TikTok is further proof that younger audiences prefer short-form video content. Creativity on TikTok is primarily driven by remixing existing content and riffing off of existing memes. While TikTok may not be the appropriate marketing channel for you, those trends will continue into the near future: expect to see younger audiences stick to meme-remixing creativity.
Additionally, TikTok proves that new social platforms can come out of nowhere to completely dominate a demographic in the blink of an eye. The savvy brand marketer will keep this mind and look out for the next TikTok to emerge. In a year’s time there may be a new social platform that captivates an entire demographic, and it’s possible that whatever new platform appears is more appropriate for your brand than TikTok is. So be sure to pay attention to new emergent platforms, especially those focused on video and/or collaboration.
Authenticity is Key
Most social media managers agree that while influencer marketing is here to stay, the prevalence of celebrity influencers will fade. Influencer marketing is now a known quantity to the world, and audiences understand that most influencer relationships between celeb-tier influencers and brands are manufactured. As with television or display ads, audiences are now tuning out. For audiences, seeing authentic influencers will be key in 2020.
This trend is a continuation of what we at Tidal Labs have been tracking for a few years now. Engagement rates for celeb-tier influencers continue to fall (while prices rise), and mid- and micro-tier influencers continue to show higher engagement rates and increasing ROI as compared to the celebs.
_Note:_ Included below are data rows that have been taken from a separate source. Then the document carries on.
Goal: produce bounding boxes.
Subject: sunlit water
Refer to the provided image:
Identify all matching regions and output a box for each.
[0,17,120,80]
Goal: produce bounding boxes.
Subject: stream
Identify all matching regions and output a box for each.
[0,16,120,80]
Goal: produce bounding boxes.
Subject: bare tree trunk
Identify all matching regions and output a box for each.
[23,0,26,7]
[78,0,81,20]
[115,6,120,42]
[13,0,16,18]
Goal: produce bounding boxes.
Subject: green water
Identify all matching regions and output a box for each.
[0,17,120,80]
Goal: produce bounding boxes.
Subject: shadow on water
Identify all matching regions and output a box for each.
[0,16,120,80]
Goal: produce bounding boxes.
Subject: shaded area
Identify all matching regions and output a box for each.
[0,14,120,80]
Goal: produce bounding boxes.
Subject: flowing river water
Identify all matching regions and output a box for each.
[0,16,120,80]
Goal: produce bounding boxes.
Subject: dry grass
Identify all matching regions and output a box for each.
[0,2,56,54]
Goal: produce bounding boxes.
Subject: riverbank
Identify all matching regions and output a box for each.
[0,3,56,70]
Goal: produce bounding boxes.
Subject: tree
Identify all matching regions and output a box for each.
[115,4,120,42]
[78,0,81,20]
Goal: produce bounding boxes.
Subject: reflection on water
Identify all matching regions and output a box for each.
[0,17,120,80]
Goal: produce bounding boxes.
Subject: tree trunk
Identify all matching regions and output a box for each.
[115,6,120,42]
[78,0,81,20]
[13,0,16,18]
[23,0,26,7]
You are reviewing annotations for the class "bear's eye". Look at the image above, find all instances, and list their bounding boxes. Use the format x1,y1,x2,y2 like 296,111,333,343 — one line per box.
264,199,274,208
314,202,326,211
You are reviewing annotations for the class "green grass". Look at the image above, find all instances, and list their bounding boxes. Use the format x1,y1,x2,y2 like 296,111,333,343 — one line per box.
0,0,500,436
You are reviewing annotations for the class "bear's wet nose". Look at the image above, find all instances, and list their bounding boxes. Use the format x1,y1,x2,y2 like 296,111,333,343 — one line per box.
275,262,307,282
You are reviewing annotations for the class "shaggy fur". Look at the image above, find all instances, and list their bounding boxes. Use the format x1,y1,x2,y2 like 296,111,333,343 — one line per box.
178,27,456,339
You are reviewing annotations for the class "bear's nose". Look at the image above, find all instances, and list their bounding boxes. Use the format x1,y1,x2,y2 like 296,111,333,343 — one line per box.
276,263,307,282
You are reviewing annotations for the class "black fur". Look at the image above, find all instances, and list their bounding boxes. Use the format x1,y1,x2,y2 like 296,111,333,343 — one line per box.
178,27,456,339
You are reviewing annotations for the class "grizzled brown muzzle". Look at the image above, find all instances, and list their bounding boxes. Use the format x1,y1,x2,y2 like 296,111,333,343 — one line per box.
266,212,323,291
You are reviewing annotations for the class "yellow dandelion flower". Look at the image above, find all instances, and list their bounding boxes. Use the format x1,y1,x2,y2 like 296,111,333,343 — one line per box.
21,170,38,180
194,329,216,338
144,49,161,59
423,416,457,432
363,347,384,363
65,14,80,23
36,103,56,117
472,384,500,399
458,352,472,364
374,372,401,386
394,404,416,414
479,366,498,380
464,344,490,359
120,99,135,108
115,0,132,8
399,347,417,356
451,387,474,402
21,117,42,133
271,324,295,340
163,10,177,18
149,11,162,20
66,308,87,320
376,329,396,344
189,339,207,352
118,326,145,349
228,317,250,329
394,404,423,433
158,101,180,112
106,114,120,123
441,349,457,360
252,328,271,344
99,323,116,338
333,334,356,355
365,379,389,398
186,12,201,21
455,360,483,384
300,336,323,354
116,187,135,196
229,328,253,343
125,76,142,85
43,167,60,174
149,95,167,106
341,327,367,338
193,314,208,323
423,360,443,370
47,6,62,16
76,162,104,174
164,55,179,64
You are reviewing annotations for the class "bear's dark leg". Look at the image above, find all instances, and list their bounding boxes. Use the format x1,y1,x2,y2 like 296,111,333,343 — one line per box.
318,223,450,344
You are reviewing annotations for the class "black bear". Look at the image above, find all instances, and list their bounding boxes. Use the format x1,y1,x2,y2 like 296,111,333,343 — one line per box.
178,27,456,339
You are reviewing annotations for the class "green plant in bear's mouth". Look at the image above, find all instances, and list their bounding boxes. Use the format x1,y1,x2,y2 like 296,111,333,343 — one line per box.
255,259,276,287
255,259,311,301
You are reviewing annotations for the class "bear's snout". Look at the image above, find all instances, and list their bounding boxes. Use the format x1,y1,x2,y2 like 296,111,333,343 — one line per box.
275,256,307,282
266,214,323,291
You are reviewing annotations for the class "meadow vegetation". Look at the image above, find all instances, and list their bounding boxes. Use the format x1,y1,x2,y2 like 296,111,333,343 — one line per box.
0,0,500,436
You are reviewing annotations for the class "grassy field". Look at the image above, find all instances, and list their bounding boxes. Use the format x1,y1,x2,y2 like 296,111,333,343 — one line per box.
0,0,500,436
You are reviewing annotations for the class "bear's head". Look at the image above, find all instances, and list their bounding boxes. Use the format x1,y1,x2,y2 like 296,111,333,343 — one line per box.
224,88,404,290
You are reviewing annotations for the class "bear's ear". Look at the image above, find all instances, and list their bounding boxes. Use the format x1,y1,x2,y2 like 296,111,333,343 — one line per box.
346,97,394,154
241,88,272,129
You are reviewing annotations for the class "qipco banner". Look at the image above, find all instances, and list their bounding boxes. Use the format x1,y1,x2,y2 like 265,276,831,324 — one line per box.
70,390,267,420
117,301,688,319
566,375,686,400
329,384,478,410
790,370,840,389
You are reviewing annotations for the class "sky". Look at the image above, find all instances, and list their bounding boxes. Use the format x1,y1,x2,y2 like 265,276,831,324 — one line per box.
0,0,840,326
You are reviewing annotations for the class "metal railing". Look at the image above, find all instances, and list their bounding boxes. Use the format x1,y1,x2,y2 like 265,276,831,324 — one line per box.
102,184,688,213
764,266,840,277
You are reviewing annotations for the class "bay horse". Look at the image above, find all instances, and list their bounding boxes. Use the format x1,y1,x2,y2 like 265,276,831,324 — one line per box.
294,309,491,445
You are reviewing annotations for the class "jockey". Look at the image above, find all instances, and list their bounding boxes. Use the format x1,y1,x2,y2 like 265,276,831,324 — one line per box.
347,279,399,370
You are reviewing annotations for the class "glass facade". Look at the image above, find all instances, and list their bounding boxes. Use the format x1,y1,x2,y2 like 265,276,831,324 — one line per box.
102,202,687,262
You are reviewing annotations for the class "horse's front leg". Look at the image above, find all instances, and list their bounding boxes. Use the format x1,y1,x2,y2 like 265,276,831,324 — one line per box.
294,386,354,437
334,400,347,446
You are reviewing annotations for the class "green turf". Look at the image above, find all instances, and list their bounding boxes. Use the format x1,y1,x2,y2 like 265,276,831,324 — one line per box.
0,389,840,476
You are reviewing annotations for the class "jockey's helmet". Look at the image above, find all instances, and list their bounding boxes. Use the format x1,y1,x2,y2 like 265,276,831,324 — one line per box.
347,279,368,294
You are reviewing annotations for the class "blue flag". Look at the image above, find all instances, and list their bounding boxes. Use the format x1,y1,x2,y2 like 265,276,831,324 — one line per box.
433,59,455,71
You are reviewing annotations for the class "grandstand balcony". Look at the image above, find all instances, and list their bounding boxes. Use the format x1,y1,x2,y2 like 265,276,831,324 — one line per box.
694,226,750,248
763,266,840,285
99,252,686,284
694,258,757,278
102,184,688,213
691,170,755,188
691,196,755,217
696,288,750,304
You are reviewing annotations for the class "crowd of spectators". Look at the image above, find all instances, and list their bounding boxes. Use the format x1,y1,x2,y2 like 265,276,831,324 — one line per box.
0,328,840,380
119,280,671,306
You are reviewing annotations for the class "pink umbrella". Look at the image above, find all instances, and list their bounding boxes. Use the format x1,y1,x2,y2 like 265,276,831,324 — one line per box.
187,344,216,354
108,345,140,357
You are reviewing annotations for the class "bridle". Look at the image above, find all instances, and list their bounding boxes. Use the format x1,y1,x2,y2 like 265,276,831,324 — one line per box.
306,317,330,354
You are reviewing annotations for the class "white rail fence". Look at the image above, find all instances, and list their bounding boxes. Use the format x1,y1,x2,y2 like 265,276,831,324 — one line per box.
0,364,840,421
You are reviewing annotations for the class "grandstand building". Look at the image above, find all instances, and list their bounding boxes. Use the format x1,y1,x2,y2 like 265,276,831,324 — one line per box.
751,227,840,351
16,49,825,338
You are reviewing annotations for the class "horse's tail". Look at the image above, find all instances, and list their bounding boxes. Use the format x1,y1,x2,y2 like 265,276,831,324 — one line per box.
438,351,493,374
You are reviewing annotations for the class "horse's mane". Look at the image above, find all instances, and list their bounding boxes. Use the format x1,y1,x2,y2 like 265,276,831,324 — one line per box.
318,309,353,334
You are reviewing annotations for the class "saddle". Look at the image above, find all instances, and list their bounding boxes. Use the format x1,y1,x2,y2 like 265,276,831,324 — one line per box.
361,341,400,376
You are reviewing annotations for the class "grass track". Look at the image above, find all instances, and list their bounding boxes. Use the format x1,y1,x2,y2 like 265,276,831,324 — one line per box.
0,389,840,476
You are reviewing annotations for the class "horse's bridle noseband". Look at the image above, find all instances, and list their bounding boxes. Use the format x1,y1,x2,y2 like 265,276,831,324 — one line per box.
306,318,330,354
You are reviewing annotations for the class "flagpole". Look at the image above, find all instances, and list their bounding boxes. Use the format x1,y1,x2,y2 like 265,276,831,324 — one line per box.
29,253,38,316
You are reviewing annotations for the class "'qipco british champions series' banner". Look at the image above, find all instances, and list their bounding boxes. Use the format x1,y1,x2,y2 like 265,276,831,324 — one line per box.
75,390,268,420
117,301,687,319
To take advantage of this trend, follow our advice from previous emails: develop a tier of influencer advocates. Their reach is not as important as the authenticity of their relationships, both with your brand and their own audiences.
A Different Set of Metrics, and Some Uncertainty
Likes are going away. For years, brands have used likes/hearts/favorites as a vanity metric in order to track engagements on social content. Over the years, however, the value of a like has fallen drastically — from roughly $1-2 as of just a couple of years ago, to $0.02 – $0.10 now. Likes, over time, stopped representing engagements and have instead become a proxy for impressions or pageviews, as the meaning of a “like” has evolved from “I love this content!” to “I acknowledge I have seen this content” in the eyes of social media consumers. And it’s a metric that can be easily gamed with easy ways to buy likes or push followers to like content.
But now like counts are being gradually removed from social UIs, especially in Facebook’s sphere of influence. Brands can no longer rely on like counts as a reportable metric, and will need to shift their reporting focus to other factors.
The social networks have not yet offered a metric to fill the void that will be left behind by likes. In 2020, therefore, expect reporting to become more uncertain and algorithm- or heuristic- driven. Brands will likely use “total reach” or “effective reach” metrics in place of likes this year, as both are essentially proxies for impressions.
It seems likely that, after removing likes from their platforms, social networks will ultimately be forced to report firmer impression-style metrics to their brand-partners, as the need for some sort of reach validation for influencer campaigns becomes ever more urgent. Do not expect this in 2020, however; if social networks do start reporting on impressions, it most likely will not happen until next year, and it also will likely only be available for reporting by approved influencers (for instance, Instagram Business accounts but not Instagram Creator accounts).
Therefore, you should shift your reporting focus this year to tangibles: the quality of the influencer content, and the engagement rate in terms of comments, which will still be reported by the networks in the near future. Expect to see comment rates rise slightly while overall engagement rates fall, as analytics companies start rolling out new algorithms to track performance.